Moderate Socialist voters are seen as an important factor in the second round of voting in the French general election on Sunday (19 March).
EXTERIOR GV: Renault factory Paris.
MV: Factory workers leaving factory.
MV: Socialist leader Francois Mitterrand walking through crowd.
MV: Factory workers walking down street.
GV PAN: M. Mitterrand walks through crowd of factory workers.
MV: Factory workers looking on.
MV PULL BACK TO GV: M. Mitterrand surrounded by factory workers.
EXTERIOR GV: Elysee Palace.
MV: Prime Minster Raymond Barre steps from car and enters Palace.
MV: Mme Simone Veil, French Minister for Health, enters palace.
MV's: Other ministers step from cars and enter Palace. (3 SHOTS)
GV: Minister steps from car, runs up steps and enters Palace.
The Gaullists and the Centrist Party of President Giscard d'Estaing have entered into a similar pact to that of the Left. So the second round will be straight battle between the Left and the government coalition. Monsieur Pierre Mauroy, who has been considered as a possible successor to M. Mitterrand as Socialist leader, said on Thursday he estimated the Left-wing opposition was assured of 220 seats in the new National Assembly, which was 26 short of an absolute majority of the 491 seats at stake. He felt the opposition could win 31 more seats, and a majority, if voting discipline held firm.

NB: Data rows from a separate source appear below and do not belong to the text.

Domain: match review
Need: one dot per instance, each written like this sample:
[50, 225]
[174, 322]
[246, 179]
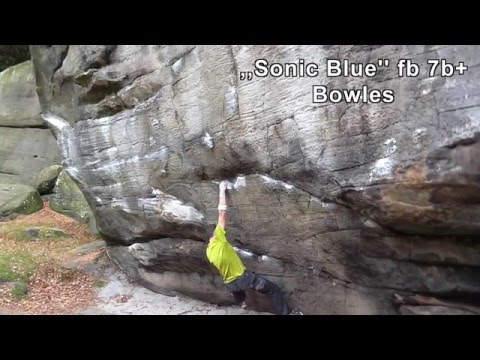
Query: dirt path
[120, 297]
[73, 275]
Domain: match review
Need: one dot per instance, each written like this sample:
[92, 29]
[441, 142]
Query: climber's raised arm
[222, 205]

Script is copyright Reuters Limited. All rights reserved
Background: Moderate Socialist voters are seen as an important factor in the second round of voting in the French general election on Sunday (19 March). Political observers say they cannot predict how these moderates will react to the electoral pact the Socialists and Communists struck last Monday (13 March). This reciprocal agreement called for Socialist candidates to stand down wherever Communists were best placed to win after last Sunday's first-round voting.
SYNOPSIS: Meanwhile, the campaigning goes on. Workers leaving the Renault car factory in Paris were the Socialists' target.
Socialist leader Francois Mitterrand was there to rally support after the fragile one percent lead the Left gained in the first round. The confidence of the Left, buoyed by opinion polls before the first balloting, has been ebbing away. As Monsieur Mitterrand was seeking support here, his Number Two, Monsieur Gaston Defferre, was on the brink of stating in Marseilles that the Left had already lost next Sunday's balloting-and the chance of coming to power.
Meanwhile, at the Elysee Palace, Prime Minister Raymond Barre, and other Ministers, arrived for a meeting. Since the first balloting, the ruling Centre-Right coalition has drummed the theme that a Leftist Government was a 'threat' to France's future. Government politicians have been vigorously tapping public fears of Communist participation in a Left-wing government. Monsieur Barre has appealed to Socialist and Left-wing radical voters not to help the Communists to power. The government's warning is that, if the Left wins, democracy in France could be threatened.